The 1941 Crew Agreements and Logbooks of POLITICIAN official number 147482 is available from here.
http://discovery.nationalarchives.g...&_ps=15&_ro=any&_rd=&_rsd=&_red=&_fr=&_st=adv
However a search of the internet may be able to give you same. 
Pat,
Crew Agreements 1951 -1976 at MHA at Memorial University of Newfoundland have not been indexed. An e mail to MUN giving the ships name and O/N will probably give a result.

regards
Roger


----------



## Graham the pipe (Sep 6, 2010)

_Three 'old girls of the sea' are we
Polly, T'ish Ann and - maybe - me.
That would be four, I hear you cry.
True - but politicians DO lie!

_


----------



## A.D.FROST (Sep 1, 2008)

Like most politicans they loose their way when in power


----------



## Peter (Pat) Baker (Oct 3, 2005)

Roger Griffiths,
many thanks for that Roger.
I have been onto the MUN website, entered all the ships names,
Official numbers and dates of discharges, and was told that they
had no record of these ships.

Do you have any ideas where else I could try?

Cheers and best wishes,

Pat Baker.


----------



## Roger Griffiths (Feb 10, 2006)

Hello Pat,
I am surprised by the negative response from MUN. Have you emailed them direct?

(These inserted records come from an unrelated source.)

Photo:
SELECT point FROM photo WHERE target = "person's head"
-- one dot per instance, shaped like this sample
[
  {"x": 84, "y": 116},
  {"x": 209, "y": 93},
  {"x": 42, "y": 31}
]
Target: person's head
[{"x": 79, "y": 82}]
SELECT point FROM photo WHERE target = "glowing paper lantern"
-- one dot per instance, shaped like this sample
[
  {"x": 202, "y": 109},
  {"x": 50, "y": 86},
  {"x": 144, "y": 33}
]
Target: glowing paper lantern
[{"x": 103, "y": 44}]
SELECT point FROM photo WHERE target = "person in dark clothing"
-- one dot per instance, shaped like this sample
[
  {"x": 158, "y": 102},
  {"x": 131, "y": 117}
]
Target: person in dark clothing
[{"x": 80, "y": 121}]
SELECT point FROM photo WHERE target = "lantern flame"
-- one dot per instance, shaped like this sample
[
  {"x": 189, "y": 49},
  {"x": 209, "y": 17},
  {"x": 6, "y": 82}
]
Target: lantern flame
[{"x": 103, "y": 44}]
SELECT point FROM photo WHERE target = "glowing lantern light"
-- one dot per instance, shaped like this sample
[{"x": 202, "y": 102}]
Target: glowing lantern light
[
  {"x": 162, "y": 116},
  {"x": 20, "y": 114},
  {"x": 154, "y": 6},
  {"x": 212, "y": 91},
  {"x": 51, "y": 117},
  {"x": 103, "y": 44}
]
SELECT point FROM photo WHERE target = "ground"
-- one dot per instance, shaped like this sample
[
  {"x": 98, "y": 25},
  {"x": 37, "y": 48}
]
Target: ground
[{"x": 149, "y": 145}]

It could be that thay are not there and are at TNA or NMM Greenwich.
A 10% specimen group of all crew agreements 1951-1976 are in The National Archives; the remaining 90% for years ending in '5', up until 1995, have been deposited with the National Maritime Museum. The Museum currently, therefore, has 90% of the crew agreements for 1955, 1965, 1975, 1985 and 1995. All remaining papers up to 1976 have been transferred to the Maritime History Archive in Newfoundland after this date up until 1990 I believe they have been destroyed.
You could also ask MMM Liverpool who are keepers of the Harrison Archives.
Crew agreements for the period you are interested in are searchable via official number.
I trust his is of help
regards
Roger


----------



## chadburn (Jun 2, 2008)

Launched by The Furness Yard in 1921 as the "Canadiana" but completed as the "London Merchant" in 1923 she sailed without incident until a curse was placed on her in 1935 by giving her the name of "Politician".(Sad)


----------



## Peter (Pat) Baker (Oct 3, 2005)

Many thanks again Roger.
I will give those thins a try.
Cheers and take care.
Pat Baker.


----------



## Peter (Pat) Baker (Oct 3, 2005)

Roger,
for thins please read things......oops.
Pat.


----------



## Duncan112 (Dec 28, 2006)

The Book "Polly" by Roger Hutchinson has a photograph of the OLB in it, showing a stamp "To be preserved" which implies that it is still around in the UK. Maybe writing to Mr Hutchinson via the publishers, Mainstream might provide a lead.


----------